O âmbito da saúde ocupacional se está ampliando para cobrir não só a saúde e a segurança, mas também o bem-estar psicológico e social e a capacidade de levar uma vida social e economicamente produtiva; a gama completa de objectivos vai mais além do que o âmbito das questões tradicionais de saúde e segurança no trabalho; os novos princípios vão mais além do que a mera prevenção e controlo dos efeitos prejudiciais para a saúde e a segurança dos trabalhadores, para abarcar a promoção activa da saúde e a melhoria do meio ambiente e da organização do trabalho (Rantanen & Fedorov, 2003, p. 16.5).

Constituem aspectos de relevância da promoção da saúde no trabalho, diz Hanson (op.cit., pp. 85 e seg.), a defesa de uma política de pessoal que incorpore a promoção da saúde de forma activa; de um serviço integrado de saúde ocupacional (segurança e saúde no trabalho), baseado na multidisciplinaridade e na cooperação multisectorial; do envolvimento e participação de todos os trabalhadores; de integração da promoção da saúde no trabalho em todas as decisões importantes e em todas as áreas da organização; de adopção de uma metodologia de projecto ou de resolução de problemas num processo cíclico, faseado e contínuo: análise de necessidades, estabelecimento de prioridades, planeamento, implementação, controlo contínuo e avaliação; do princípio da compreensividade, combinando estratégias de redução de riscos com a estratégia de desenvolvimento de factores de protecção e potenciais de saúde; de adopção de medidas de natureza diversificada, orientas para as pessoas e orientas para os ambientes de trabalho

Assim, falar em prevenção em saúde ocupacional saúde ocupacional deve ser entendido, hoje, no sentido lato de prevenção de riscos e de promoção da saúde.

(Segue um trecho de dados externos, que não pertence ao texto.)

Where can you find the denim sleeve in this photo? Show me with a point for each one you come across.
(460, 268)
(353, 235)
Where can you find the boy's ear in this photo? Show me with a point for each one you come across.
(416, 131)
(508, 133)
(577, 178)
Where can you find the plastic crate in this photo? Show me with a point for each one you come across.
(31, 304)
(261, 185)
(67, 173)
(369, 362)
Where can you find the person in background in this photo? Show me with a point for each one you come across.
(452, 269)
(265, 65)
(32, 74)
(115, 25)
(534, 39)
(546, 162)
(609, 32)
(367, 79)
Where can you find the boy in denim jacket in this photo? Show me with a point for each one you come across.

Neste sentido, defende-se que seria preferível falar, apenas, em Promoção da Saúde no Trabalho, como sendo uma actividade que incluindo a prevenção de riscos e a protecção do trabalhador tem o objectivo mais amplo de promover e manter a saúde do trabalhador no trabalho. Este, aliás, foi sempre o objectivo último da saúde ocupacional. O seu fim último nunca foi apenas o de evitar ou reduzir os riscos e proteger o trabalhador mas sim o de promover e manter a saúde, para o qual contribui também a prevenção de riscos e a protecção do trabalhador.

Verifica-se, contudo, que o paradigma dominante na prática da saúde ocupacional continua a ser apenas o da prevenção de riscos (identificar, avaliar e controlar os riscos) e não o da promoção da saúde (identificar, avaliar e promover acções de saúde). As duas actividades continuam a ser vistas como actividades distintas e separadas e não como actividades complementares e integradas. Tal enviesamento parece resultar da própria lei e da prática das instituições comunitárias, como adiante se dirá, pois são elas próprias, a focarem-se predominantemente no dever legal da prevenção de riscos, deixando as actividades de promoção da saúde apenas para o domínio das boas práticas, mais próximas da filosofia voluntarista da responsabilidade social das empresas, como sendo um dever ultra lege.